O que acontece no momento em que as pessoas assistem a injustiças? Quando elas presenciam a injustiça na forma de impunidade? Qual é o impacto, qual é o efeito disso em suas mentes? Eu, na maioria das vezes, fico reflexivo. Um pouco paralisado, pensando no absurdo que meus olhos veem.
Entendo que
esse impacto depende, geralmente, de múltiplos fatores: o meio, o tipo de
injustiça e meu vínculo em relação a quem, porventura, sofre com a impunidade.
Por exemplo, o
meio pelo qual essas situações ou cenas de violência, de patente injustiça,
chegam: pelo celular, pela TV. Ou quando eu presencio a ocorrência delas. Isso
mexe na minha sensação de potência ou impotência reativa perante os fatos.
Vejamos. Que
potência tenho se, ao ir à padaria, vejo a notícia de um bandido solto em
audiência de custódia, enquanto a vítima desse assassino vai para debaixo da
terra e os familiares padecem com o silêncio e a ausência de representantes dos
direitos humanos?
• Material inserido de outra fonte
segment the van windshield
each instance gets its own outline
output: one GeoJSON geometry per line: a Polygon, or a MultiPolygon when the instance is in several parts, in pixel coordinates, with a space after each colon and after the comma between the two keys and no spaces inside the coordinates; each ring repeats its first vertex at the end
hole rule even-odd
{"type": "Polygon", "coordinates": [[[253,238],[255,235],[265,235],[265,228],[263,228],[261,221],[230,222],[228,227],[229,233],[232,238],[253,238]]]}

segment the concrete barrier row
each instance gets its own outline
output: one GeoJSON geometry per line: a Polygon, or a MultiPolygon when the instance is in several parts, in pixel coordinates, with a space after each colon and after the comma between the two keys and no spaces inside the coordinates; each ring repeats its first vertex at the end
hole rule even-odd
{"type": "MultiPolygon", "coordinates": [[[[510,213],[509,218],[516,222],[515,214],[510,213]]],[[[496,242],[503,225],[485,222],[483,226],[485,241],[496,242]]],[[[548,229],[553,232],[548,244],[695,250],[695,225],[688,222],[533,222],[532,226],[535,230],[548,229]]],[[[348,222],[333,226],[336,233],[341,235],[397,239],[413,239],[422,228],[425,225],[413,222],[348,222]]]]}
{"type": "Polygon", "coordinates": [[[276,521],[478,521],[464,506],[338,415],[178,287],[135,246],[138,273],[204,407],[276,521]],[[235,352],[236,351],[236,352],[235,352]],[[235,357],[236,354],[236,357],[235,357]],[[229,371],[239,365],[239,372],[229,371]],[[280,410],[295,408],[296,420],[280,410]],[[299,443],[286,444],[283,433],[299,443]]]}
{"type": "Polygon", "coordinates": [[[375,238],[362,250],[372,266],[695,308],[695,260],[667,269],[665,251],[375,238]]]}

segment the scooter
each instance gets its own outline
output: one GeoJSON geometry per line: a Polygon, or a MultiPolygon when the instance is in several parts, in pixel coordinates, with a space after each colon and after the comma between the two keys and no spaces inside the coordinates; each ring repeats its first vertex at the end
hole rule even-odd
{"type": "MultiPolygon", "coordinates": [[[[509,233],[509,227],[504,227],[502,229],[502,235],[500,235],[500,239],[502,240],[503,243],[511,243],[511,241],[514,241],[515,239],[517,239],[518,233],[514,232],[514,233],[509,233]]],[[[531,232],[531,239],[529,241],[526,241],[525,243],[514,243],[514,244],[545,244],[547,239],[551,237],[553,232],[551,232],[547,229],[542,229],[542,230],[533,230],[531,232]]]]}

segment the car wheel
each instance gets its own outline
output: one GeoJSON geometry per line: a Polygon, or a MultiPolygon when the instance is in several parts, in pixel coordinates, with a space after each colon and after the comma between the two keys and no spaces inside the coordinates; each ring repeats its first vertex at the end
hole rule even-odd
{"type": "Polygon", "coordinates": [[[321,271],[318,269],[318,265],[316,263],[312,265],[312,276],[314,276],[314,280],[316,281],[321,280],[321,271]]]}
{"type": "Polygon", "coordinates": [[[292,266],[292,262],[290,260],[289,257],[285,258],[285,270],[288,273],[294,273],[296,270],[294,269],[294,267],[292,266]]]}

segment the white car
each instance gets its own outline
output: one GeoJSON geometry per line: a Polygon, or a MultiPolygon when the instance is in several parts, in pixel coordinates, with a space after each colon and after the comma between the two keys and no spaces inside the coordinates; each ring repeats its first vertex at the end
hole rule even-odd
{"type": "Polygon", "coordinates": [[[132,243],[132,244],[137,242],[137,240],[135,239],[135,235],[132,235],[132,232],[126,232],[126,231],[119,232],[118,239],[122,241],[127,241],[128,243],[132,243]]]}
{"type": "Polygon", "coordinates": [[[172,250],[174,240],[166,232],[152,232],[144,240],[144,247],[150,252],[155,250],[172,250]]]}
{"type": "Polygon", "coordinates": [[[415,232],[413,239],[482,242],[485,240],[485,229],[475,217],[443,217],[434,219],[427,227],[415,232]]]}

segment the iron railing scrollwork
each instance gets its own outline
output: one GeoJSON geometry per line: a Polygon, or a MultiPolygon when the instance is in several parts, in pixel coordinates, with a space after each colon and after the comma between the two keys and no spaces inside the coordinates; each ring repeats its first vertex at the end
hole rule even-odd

Nenhuma, imediatamente falando.
Agora, eu
posso evitar o “sucesso” das pequenas injustiças praticadas no dia a dia, coisa
que acostuma muita gente que gosta de sair impune. Na fila do pão – a gente
precisa sair da padaria –, se vejo à minha frente uma pessoa ser atendida por
dar uma de espertinha e violar a vez de quem estava ainda mais à frente — que
chegou bem antes de nós dois: de mim, o “assistidor”, e do pentelho à frente, o
espertalhão — obviamente que a potência aumenta. Assim, podemos cobrar que o
atendente seja justo e não permita que a injustiça ocasione a impunidade.
Embora exista uma
gradação entre maior ou menor relevância social, todo um abismo entre esses
dois exemplos de impunidade, a do bandido solto dolosamente e a do espertalhão
na fila do pão, é necessário avaliarmos os efeitos da impunidade em todas as
esferas da sociedade.
Na verdade, o
impacto de cada caso vai muito além do aspecto visual. Muito além da cara que
fazemos, quer de consternados, quer de revoltados.
Quando
presencio a injustiça na forma de impunidade, todos os meus sentidos ficam num
esforço contínuo, acredito que seja para reagir, isto é, para gerenciar os
fatos que chegam até mim e como vou entender o que é a vida — ou seguir
entendendo o que é a vida a partir dali. Mais: o que vou fazer com o que é vida
ao ver que a vida também é aquela impunidade ali, na minha cara.
Sabemos que
mais um fator é a nossa relação, nossa intimidade, nosso vínculo com quem
padece a impunidade. Não posso esperar para reagir e agir, para usar a potência
que tenho, apenas quando minha relação com quem sofre injustiça seja a de quem
tem a vítima em seu campo de afeto — por motivos sanguíneos, um familiar,
afetivo-sociais, um amigo de infância, ou até filosófico-existenciais, alguém
da minha igreja, do meu partido ou da minha profissão.
Quando a
justiça não é feita, toda a sociedade sai perdendo. Quando a impunidade
torna-se a regra, as pessoas do povo passam a desacreditar nas leis, passam a
perder a confiança naqueles que deveriam executá-las.
No fim das
contas, a impunidade é um tipo de maldade que consegue ser maior que o crime
cometido. Ela torna todos nós culpados em alguma medida. Porque todos temos a
capacidade, a potência de se importar. Seja adulto, seja idoso. Até uma criança
chega a um momento da infância em que percebe que as injustiças não pertencem a
bem nenhum. E que o coleguinha merece ajuda. Justa ajuda.